How far do you think a 90s-era Mac can go? Actually, it can go to Mars. NASA’s rover Perseverance, which reached the Red Planet on February 18, is powered by the PowerPC 750 processor, the same chip that is inside the iconic 1998 iMac G3.
According to New Scientist (via Gizmodo), the Mars Perseverance rover uses the RISC CPUs that Apple went all in on before switching to Intel. The iMac G3 was colorful (you could see through it), and it ultimately saved Apple from bankruptcy.
The PowerPC 750 was a single-core 233MHz processor with 6 million transistors, which is now considered slow, but it was the first to incorporate dynamic branch prediction and is still used in modern processors.
Given that the Perseverance launch was in July 2020, you could be wondering why it’s using such an old processor. What it comes down to is reliability.
There’s also a pretty big difference between the iMac G3 CPU and the one inside the rover. This PowerPC 750 chip can withstand 200,000 to 1,000,000 Rads and temperatures between -55 and 125 degrees Celsius.
Given that Mars doesn’t have the same type of atmosphere as Earth, one flash of sunlight could damage the rover before its adventure can even begin.
Apple used PowerPC chips on Mac until 2005, then switched to Intel.
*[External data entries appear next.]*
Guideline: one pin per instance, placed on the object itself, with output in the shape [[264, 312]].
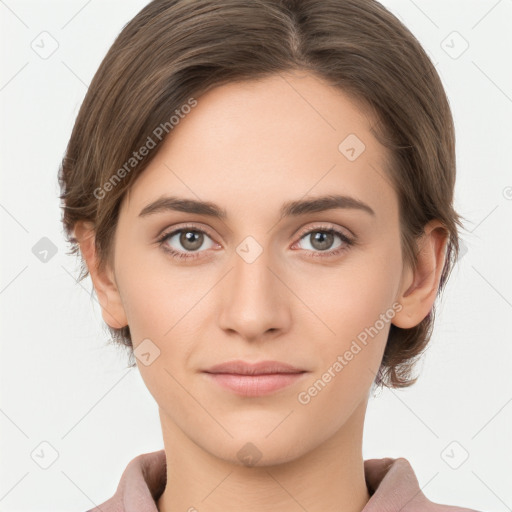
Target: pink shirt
[[391, 483]]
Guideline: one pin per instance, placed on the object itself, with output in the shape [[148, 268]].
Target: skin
[[249, 147]]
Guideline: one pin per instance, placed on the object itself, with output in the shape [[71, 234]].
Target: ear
[[419, 286], [104, 282]]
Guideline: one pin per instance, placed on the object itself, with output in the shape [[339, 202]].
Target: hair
[[175, 50]]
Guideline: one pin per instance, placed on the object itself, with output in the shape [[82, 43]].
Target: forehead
[[269, 140]]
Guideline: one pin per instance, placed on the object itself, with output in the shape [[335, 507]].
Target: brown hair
[[175, 50]]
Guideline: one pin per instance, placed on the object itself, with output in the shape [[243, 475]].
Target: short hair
[[175, 50]]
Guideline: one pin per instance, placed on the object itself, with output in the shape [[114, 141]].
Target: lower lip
[[255, 385]]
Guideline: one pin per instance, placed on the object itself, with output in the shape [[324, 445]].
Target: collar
[[392, 485]]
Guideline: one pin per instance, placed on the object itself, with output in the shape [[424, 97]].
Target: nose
[[255, 301]]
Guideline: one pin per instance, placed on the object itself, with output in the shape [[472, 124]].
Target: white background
[[60, 381]]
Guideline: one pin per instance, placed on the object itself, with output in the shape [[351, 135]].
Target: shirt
[[391, 483]]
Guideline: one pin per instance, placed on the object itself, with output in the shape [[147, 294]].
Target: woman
[[262, 194]]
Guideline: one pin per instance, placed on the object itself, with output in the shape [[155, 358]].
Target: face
[[315, 288]]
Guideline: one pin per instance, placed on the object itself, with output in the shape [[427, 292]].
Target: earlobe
[[420, 285], [112, 308]]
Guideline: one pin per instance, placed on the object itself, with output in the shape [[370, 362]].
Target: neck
[[329, 476]]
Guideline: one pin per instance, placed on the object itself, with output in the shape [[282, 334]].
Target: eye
[[188, 239], [321, 241]]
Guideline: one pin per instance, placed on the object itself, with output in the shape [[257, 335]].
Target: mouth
[[254, 379]]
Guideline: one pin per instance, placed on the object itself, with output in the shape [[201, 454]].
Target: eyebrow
[[288, 209]]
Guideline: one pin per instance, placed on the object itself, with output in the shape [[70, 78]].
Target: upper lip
[[260, 368]]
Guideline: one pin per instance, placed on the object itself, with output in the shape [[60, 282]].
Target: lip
[[254, 379]]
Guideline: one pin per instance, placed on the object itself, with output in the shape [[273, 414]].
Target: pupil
[[191, 240], [323, 240]]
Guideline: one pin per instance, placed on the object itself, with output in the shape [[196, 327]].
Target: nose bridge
[[254, 303]]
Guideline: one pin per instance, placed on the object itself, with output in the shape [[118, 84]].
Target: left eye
[[190, 239], [322, 240]]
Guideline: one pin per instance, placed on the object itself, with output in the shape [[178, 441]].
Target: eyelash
[[347, 241]]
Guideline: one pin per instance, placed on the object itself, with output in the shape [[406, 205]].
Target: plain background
[[62, 384]]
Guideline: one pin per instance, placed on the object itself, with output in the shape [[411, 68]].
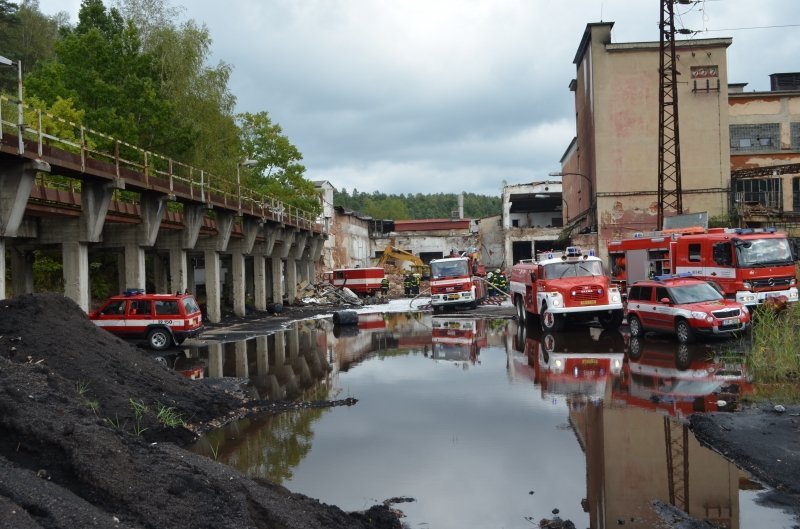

Nowadays, Apple is making a new transition to its own Apple Silicon processors, starting with the M1 chip on MacBook Air, MacBook Pro, and Mac Mini.
“A charged particle that’s racing through the galaxy can pass through a device and wreak havoc,” James LaRosa at BAE Systems told NewScientist. “It can literally knock electrons loose; it can cause electronic noise and signal spikes within the circuit.”